Tuesday, December 2, 2014

Jesse Tree Day 25 Jonah the Prophet

Day 25 – December 9 (December 22 OC)


Ornament - Whale
Materials - Purchased on sale from Land of Nod


(Paraklesis to the Most Holy Mother of God, Ode VI, Eighth Tone)
Entreaty do I pour forth unto the Lord, and to Him do I proclaim all my sorrows, for many woes fill my
soul to repletion, and lo, my life unto hades has now drawn nigh. Like Jonah do I pray to Thee. Raise
me up from corruption, O Lord, my God. 

From the Prologue from Ohrid, by Bishop Nikolai Velimirovich, September 22
Jonah lived more than eight hundred years before Christ. It is said that he was that son of the widow of
Zarephath in Sidon whom the Prophet Elias had raised from the dead. By his three-day sojourn in the
belly of the whale, he prefigured the three days that Christ lay in the tomb; and, by his deliverance from
the belly of the whale, he prefigured the Lord's Resurrection from the dead. Everything else concerning
this wonderful prophet can be read in the Book of Jonah.
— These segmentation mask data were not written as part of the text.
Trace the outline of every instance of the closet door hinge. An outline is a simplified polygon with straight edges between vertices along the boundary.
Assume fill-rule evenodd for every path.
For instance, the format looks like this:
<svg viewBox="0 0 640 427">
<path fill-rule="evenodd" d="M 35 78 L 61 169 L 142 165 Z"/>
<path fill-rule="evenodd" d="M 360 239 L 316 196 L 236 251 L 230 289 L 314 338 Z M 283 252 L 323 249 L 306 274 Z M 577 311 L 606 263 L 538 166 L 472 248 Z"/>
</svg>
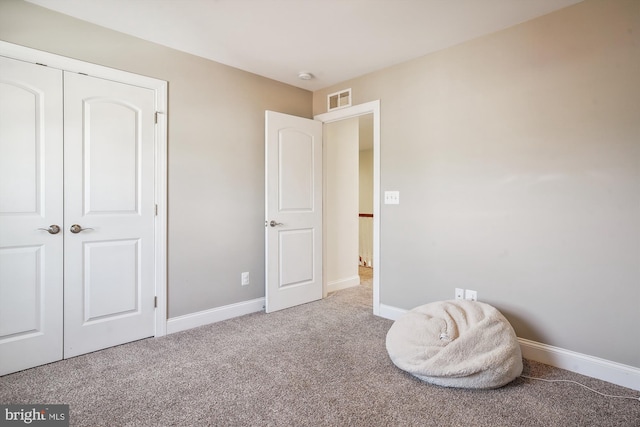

-St. Basil the Great, Homily on Thanksgiving
Whether they stand amid flames, as did the three Youths in Babylon, who were united with God
(Daniel 3:21), or are shut up with lions (Daniel 6:16-23), or swallowed by a whale (Jonah 2:1), we
should call them blessed, and they should pass their lives in joy, not being distressed over present
sufferings, but rejoicing in the hope of what is in store for us in the next life.

-A Homily by St. John Chrysostom
In this instance, Jonah was the precursor who trained our minds. For, just as the sea monster vomited
him forth after three days, not finding him to be suitable fare (for the nature of sin is the proper and
suitable sustenance of death—from sin is it born, from sin does it take root, by sin is it nourished); and
just, as in our case, when we swallow a stone without realizing it, and at first the action of the stomach
attempts to digest it, but, finding this sustenance to be alien to it, consults further with the digestive
faculty and does not decompose the stone, but destroys its strength (hence, it cannot hold down its
previous sustenance, but, in exhaustion, it vomits it up together with the stone in great pain); so, also, in
the case of death: it swallowed the Cornerstone and was unable to digest it, since all of its strength was
sapped; for this reason, together with this Stone it threw up the rest of the food that it had inside it,
when it vomited forth human nature, which, in the end, it could not hold down. This is why the barren
women [of the Old Testament] were precursors, that the birthgiving [of the Virgin] might be confirmed
—or, rather, not only that this birthgiving might be confirmed, but more; for, if we examine the matter
with precision, we shall find that barrenness is a figure of death itself.